Michael L. Curtis v. State of Indiana

49A02-1203-MI-271
Miscellaneous. Reversed and remanded with instructions the trial court’s denial of Curtis’ Indiana Trial Rule 60(B) motion for relief from judgment following the forfeiture of his truck. The COA ruled that the pirated movies Curtis was selling from his truck do not constitute stolen or converted property and therefore he is not subject to I.C. 34-24-1-1(a)(1)(B), which allows forfeiture only in cases of theft or conversion but says nothing about copyright infringement.  

Seth Anderson v. Huntington County Board of Commissioners
35A04-1207-MI-357
Miscellaneous/public records. In a case of first impression, affirmed a public access counselor ruling that a request for emails that sought those to and from four public officials over a specified time period did not meet the requirement of the Access to Public Records Act that the requests be made with “reasonable particularity.” Even though records ultimately were provided as initially requested after a suit was filed, judges held that the PAC ruling and the county’s initial denial of the records for lack of reasonable particularity were not ARPA violations.

Kelly Coots v.

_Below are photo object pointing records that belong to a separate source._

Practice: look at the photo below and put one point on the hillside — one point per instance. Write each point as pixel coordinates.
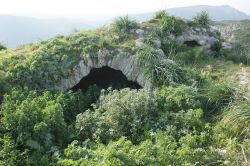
(33, 29)
(217, 13)
(18, 30)
(162, 92)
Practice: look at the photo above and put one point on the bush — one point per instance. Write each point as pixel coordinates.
(171, 25)
(2, 47)
(202, 19)
(191, 56)
(158, 70)
(216, 96)
(239, 54)
(160, 14)
(125, 25)
(170, 48)
(178, 98)
(237, 119)
(120, 113)
(33, 120)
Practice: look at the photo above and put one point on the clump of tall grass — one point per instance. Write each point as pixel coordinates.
(160, 14)
(237, 118)
(202, 19)
(159, 70)
(125, 24)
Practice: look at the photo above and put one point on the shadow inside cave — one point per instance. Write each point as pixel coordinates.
(104, 78)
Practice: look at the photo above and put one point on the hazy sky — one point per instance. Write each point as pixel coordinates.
(99, 8)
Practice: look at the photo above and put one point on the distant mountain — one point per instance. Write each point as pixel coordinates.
(217, 13)
(16, 30)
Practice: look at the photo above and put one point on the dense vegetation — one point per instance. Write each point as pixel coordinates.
(196, 114)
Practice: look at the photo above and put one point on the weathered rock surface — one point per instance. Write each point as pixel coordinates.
(122, 61)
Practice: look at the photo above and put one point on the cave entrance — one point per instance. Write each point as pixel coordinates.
(192, 43)
(104, 78)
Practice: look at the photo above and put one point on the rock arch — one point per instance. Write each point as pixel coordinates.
(104, 78)
(122, 61)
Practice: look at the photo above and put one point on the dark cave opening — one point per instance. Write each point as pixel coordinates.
(192, 43)
(104, 78)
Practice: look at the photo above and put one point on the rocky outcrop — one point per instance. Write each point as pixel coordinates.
(122, 61)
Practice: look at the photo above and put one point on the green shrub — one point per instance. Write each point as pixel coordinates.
(119, 113)
(170, 48)
(124, 24)
(178, 98)
(160, 14)
(191, 56)
(237, 119)
(2, 47)
(202, 19)
(171, 25)
(74, 103)
(34, 120)
(216, 96)
(239, 54)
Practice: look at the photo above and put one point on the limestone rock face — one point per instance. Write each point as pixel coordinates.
(122, 61)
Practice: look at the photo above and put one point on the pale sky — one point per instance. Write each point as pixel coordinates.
(99, 8)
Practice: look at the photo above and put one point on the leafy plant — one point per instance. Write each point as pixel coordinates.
(237, 119)
(124, 24)
(160, 14)
(171, 25)
(2, 47)
(202, 19)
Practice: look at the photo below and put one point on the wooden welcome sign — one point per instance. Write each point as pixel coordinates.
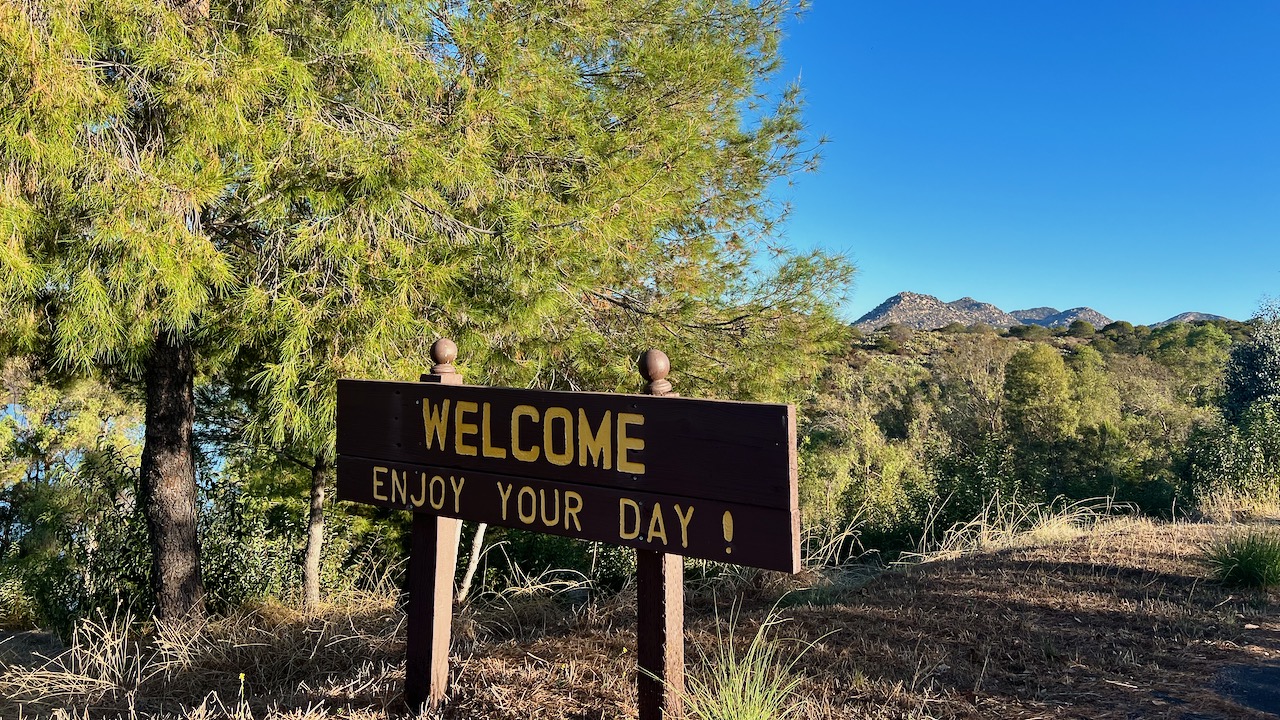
(668, 475)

State of Indiana (NFP)
15A05-1203-CR-155
Criminal. Affirms sentence of a maximum of three years in prison on a conviction of Class D felony theft.

Jeffrey A. Booth v. State of Indiana (NFP)
84A01-1203-CR-118
Criminal. Affirms conviction of Class B felony dealing in methamphetamine and Class D felony possession of methamphetamime.

Rudy J. Smith v. State of Indiana (NFP)
53A04-1202-PC-280
Post conviction. Affirms denial of post-conviction relief.

Clarence Johnson v. Juana Johnson (NFP)
45A03-1202-DR-94
Domestic relations/dissolution. Affirms judgment of trial court in all respects.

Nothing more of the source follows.